You are a person who dismisses sexual harassment as #BurgerBoysProblems. If a male teacher sexually harasses a 20-year-old boy, the boy should reclaim your ‘manhood’.

It would be unfair to even single out Chaudhry. He may not even believe in all of this, after all he is an expert on selling himself, and controversy creates cash. By abusing Hocane and posing as a nationalist, Chaudhry has been able to remarkably increase the traffic on his page.

He is now using that same traffic to post a video promoting himself after every couple of hours.

Well played Sir, well played.

Chaudhry is not the tragedy. The tragedy is that he represents a majority of men in Pakistan who casually slut-shame women. When confronted, they would not disagree with the fact that women have equal rights and equal freedom as men but use their words like arrows to shoot down those freedoms and rights for women at every turn.

Would he have called a male actor posting similar tweets a slut?

Slut-shaming is a legitimate power tool used by men to keep women down, to promote the structures of patriarchy. This tacit behaviour by men, and their opinions influencing the masses, perpetuate patriarchal structures in society. Any time you tell a person to be a man, or be a woman, you are reproducing traditionally defined gender roles.

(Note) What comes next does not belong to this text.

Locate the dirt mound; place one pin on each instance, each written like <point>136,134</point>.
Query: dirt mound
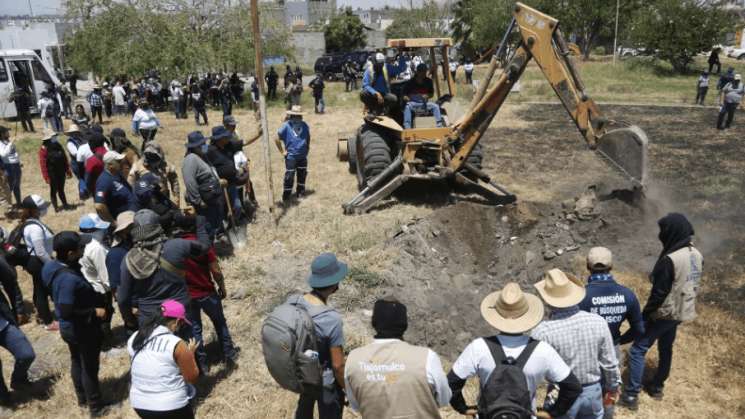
<point>460,253</point>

A woman who freely expresses herself on Twitter, or a woman who goes to work, or a woman who comes home late at night, is not labelled a slut because you genuinely question whether she is involved in sexual activities but it is a way for society to diminish the role of women.

Chaudhry’s comments do not hurt Hocane, as much as they hurt all the women of Pakistan – even women who may agree with him and disagree with Hocane on the matter. Her opinions on the subject have no bearing on this discussion.

The point of this article is that patriarchy and misogyny have been reproduced in our country by tying these notions to nationalism. The archetype of the Pakistani woman is used to deliberately relegate women to an inferior role in society. Ziaul Haq took this strategy a step further by adding religion into the mix.

Without consciously realising that these power structures are in place, and all lives, our culture, and our language has been coloured by our history, we would continue to perpetuate the same ideas, we would continue to create a culture of hate and violence against women, without even realising we are doing so.

It does not matter if your intention was not to stifle space for public discourse for women by calling one person a slut, the fact that you were negligent enough not to realise the repercussions of your actions is enough to deem you guilty.

Being nationalistic may get you a few likes or a few followers but by exploiting people’s love for our country, using it to ‘sell yourself’, please make sure you are not hurting a cause that generations have worked hard for. We may never be able to reverse all the violence against women committed in the name of the nation and religion in our country but the least we can do is be conscious of that history before looking to belittle a woman.

Hocane is not a slut nor is any other woman who has been called one in Pakistan for simply exercising her right to expression, her right to movement, her right to live.